Charlotte is an ideal, and that’s what Werther is most in love with–idylls and ideals. Werther leaves town and re-appears once, after Charlotte has married the increasingly frustrated Albert, who at one point helpfully lets a servant carry a set of pistols to Werther.

“Werther” is set in a sunny, energetic place where bon vivants drink happily outside the town church, observing the goings on of weddings, anniversaries, children and so forth. It’s a setting Werther finds idyllic, but also, with his stormy expressions of love, is outside of.

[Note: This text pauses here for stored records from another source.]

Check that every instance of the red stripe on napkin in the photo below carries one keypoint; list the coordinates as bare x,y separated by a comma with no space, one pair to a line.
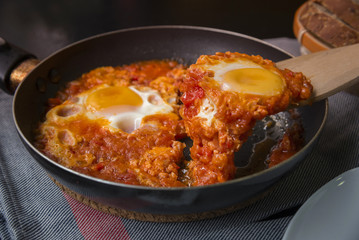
94,224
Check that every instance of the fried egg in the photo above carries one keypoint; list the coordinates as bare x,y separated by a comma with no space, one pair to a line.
122,107
245,76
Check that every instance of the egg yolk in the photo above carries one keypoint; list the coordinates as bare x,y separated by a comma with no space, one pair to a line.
256,81
113,96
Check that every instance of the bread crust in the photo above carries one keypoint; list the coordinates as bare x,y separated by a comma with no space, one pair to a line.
326,25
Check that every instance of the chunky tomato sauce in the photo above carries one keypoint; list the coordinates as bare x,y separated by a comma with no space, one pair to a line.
152,155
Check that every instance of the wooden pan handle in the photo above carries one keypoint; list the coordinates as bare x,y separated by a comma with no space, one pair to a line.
15,64
330,71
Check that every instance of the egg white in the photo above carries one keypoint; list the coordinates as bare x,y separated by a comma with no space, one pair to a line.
128,119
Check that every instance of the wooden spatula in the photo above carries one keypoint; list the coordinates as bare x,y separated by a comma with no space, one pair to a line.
329,71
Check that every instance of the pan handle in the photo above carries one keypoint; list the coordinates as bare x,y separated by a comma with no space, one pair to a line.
15,64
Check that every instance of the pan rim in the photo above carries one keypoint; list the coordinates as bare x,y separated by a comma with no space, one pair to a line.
161,189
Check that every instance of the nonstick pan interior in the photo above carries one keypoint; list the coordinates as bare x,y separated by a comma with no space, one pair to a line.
184,44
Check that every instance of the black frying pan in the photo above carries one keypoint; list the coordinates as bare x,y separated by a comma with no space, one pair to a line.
126,46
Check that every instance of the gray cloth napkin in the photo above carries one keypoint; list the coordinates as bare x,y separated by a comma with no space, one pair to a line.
33,207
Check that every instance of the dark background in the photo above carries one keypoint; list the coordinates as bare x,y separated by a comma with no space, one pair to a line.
43,26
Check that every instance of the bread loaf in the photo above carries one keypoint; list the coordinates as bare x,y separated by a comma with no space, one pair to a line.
335,22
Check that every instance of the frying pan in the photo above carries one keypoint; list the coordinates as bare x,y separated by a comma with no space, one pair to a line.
182,43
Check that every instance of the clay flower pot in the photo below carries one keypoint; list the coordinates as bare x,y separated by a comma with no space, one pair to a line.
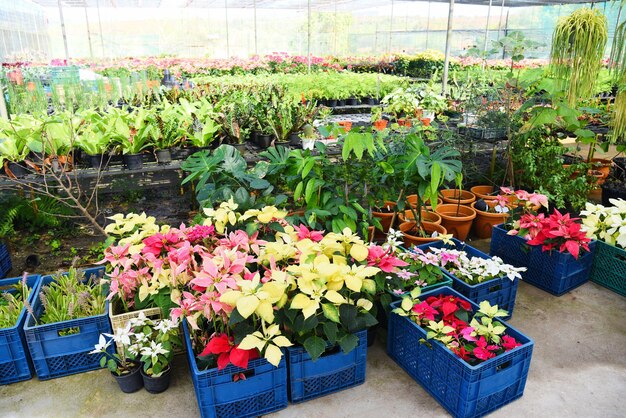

The production, directed by Chris Alexander and conducted by Emmanuel Villaume, is updated to the 1920s, which gives it a quality closer to us. The music is a weather vane, and it functions beautifully on its own. In a showcase scene, Charlotte, increasingly worried about Werther, tries to leave a formal dinner at her home, but guests keep arriving with fanfare in a tense, heightened scene with no singing and no words.

Poor Werther. Fascinating Werther. Great “Werther.”